開発生産性をテーマとした技術イベントに出まくった結果、ある程度体系化された知識のおすそわけ記事です。

この記事を読めばわかること

  • 開発生産性のトピックでよく語られている前提の部分
  • 開発生産性を語るうえで大事なざっくりとした体系的な知識
  • 開発生産性を測るためによく使われるメトリクス

雑に言えば、数字とってデータ駆動でPDCA回そうという話です。

この記事を読んだ後に、「開発生産性の議論 ナンモワカラン ...。」という人でも「まずはこの辺調べてみよう」ができる状態になればいいなと思って書いてます。

この記事を読んでもわからないこと

  • 開発生産性の文脈におけるビジネスサイドとのコミュニケーションらへん
  • 開発生産性の文脈における経営層とのコミュニケーションらへん

目次

開発生産性についての前提

まずは一度、以下の記事を読んでみてください。この記事の内容を起点(あるいは前提)に各企業でいろいろと取り組みがされていることが多い印象です。この記事を読むだけでボヤっとしていた「開発生産性」というワードの解像度が上がります。

開発生産性と言うクソデカワードの認識をそろえる

「開発生産性」という言葉は、その定義が多様であるため、個々人の理解が曖昧になりがち(認識がズレがち)です。その理由は、この言葉をどの視点から考えるかによってその意味合いが変わるからです。

生産性とは、ざっくり言えば「アウトプット / インプット」ですが、分子と分母に何の指標を入れて考えるかは生産性を考えるレイヤーによって変わるでしょう。より経営層に近い立場であるならば生産性をROIとして分子には利益を、分母には投資額を入れて考えるかもしれません。開発メンバーであるならば分子には書いたコード量を、分母には時間をいれて生産性を測るかもしれません。

このように「開発生産性」は多面的な概念であり、たとえ同じ開発メンバーレベルであっても、理解を共有するためにはその定義を明確にして認識を揃えることが重要です。

開発生産性には3つのレベルがあることを知る

生産性向上の文脈で何かしようと思ったときに、開発生産性を3つの段階で分けると具体的なアクションプランをイメージしやすいかと思います。

Lv.1 生産性

決まった時間でどの量の仕事を終えることができたか

Lv.2 生産性

決まった時間で、どのくらいの価値が期待される仕事ができたか

Lv.3 生産性

決まった時間で、どのくらいの価値が実現できたか

(引用元:開発生産性について議論する前に知っておきたいこと > 開発生産性の3階層

このように3つのレベルで開発生産性をとらえることで、

  • 生産性を大きな枠組みで俯瞰しつつ、
  • 段階的な改善アプローチの検討と実践ができるので、
  • 効率よく開発生産性向上を実現できそう

な気がしてきます。また、生産性レベルに応じた計測のための指標を準備することで、所属している組織のボトルネック特定や、生産性レベルアップ、生産性改善の評価がしやすくなります。

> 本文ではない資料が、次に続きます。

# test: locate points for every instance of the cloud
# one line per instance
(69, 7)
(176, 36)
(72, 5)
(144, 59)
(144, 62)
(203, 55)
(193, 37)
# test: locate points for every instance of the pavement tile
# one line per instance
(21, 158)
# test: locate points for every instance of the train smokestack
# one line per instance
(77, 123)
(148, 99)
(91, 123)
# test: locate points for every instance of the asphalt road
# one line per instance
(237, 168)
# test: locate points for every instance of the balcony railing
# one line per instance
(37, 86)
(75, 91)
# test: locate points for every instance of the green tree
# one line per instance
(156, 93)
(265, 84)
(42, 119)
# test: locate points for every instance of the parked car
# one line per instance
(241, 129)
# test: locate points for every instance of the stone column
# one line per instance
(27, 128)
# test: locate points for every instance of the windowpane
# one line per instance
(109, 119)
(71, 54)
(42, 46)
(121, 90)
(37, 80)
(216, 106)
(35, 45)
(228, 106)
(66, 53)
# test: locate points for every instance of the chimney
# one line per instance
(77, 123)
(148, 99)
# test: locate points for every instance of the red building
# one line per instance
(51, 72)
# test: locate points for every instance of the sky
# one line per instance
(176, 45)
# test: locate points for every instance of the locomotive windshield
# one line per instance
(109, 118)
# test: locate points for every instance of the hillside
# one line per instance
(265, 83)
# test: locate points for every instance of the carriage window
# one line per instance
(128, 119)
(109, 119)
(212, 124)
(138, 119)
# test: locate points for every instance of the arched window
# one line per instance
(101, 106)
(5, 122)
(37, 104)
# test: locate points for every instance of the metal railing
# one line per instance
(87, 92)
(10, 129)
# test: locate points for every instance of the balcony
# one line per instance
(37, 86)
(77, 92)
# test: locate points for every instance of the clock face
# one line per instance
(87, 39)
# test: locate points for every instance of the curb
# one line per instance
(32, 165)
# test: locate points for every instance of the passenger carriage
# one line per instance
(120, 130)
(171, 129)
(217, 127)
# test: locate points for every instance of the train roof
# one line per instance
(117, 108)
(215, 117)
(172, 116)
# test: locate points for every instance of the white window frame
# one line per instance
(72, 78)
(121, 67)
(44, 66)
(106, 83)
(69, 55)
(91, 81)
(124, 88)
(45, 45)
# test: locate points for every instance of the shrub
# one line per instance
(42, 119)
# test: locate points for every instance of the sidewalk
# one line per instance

実際に、この考え方をマネージャー研修に取り入れ、各メンバーが実践すべきアクションを明確に示している企業もあるみたいです。

したがって、何か行動を起こそうと思ったときに下記のような、

  • どの生産性の段階に焦点を当てるべきか
  • 生産性レベルに応じて何の指標を活用すべきか
  • 改善の結果をどのように評価するべきか

については、この前提の理解の有無がかなり効いてくると思います。

なぜ開発生産性を考えるべきなのかを知る

ところで、なぜ生産性向上がホットなトピックとして語られている(語られてきた)のか、それは以下2つの観点から考えられそうだと思っています。

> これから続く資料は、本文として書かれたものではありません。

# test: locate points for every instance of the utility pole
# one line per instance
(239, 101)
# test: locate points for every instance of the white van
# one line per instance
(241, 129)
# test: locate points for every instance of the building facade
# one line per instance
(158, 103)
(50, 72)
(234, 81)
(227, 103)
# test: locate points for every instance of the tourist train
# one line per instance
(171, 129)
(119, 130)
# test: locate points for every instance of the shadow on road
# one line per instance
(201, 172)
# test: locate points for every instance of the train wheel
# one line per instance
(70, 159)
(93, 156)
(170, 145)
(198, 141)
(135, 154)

不確実性には、組織のアジリティを高めてPDCAで対抗する

現代のビジネス環境は、技術の進歩 / 市場の変化 / 競合の台頭など、不確実性が高まっている...という話は耳タコではあるのですが、このような状況では、組織のアジリティ(適応力や柔軟性)を高め、迅速に変化に対応する能力が求められます。

市場の変化への対応(新しい競合が現れた場合)

  • アジリティ高:迅速に戦略を見直し、新しい製品やサービスを開発して対抗する
  • アジリティ低:戦略の変更に時間がかかり、市場の機会を逃す可能性が高い

技術の進歩への対応(新しい技術が登場した場合)

  • アジリティ高:新しい技術を迅速に取り入れ、製品やサービスの改善に活用する
  • アジリティ低:新技術の導入に消極的 or 導入できず、競争力を失う可能性が高い

顧客のニーズへの対応(顧客のニーズが変化した場合)

  • アジリティ高:顧客の声を迅速にキャッチし、製品やサービスを改善して顧客満足度を高める
  • アジリティ低:ニーズの変化に気づくのが遅く、対応するのに時間がかかる

組織が何かに直面した際にそれを乗り越えることができるか?つまり組織が不確実性に対するアジリティを持てているのか?はどう測ればいいでしょうか。

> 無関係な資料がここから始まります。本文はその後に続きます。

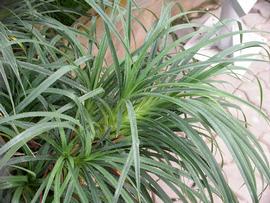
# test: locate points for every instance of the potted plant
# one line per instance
(79, 130)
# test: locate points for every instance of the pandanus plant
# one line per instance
(76, 129)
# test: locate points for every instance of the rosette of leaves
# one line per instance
(75, 129)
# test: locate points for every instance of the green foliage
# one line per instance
(75, 129)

すごくざっくりと回答するならば、組織のアジリティとは 組織としてPDCAを回すスピードと回数 で測ることができそうだ、と言えそうです。開発生産性が高まるとPDCAがよく回るようになるため、変化に柔軟に対応ができるようになるからです。また、組織が迅速かつ効果的に市場のニーズに対応できることで、競争優位性を獲得し続けられる可能性が高まるからです。

開発生産性の向上でアジリティが高まり、アジリティの向上でアウトカム(結果や成果)を生む可能性が高まる、アウトカムが高まればインパクト(収益)が高まり、我々のお賃金も高まるかも...! そんなイメージです。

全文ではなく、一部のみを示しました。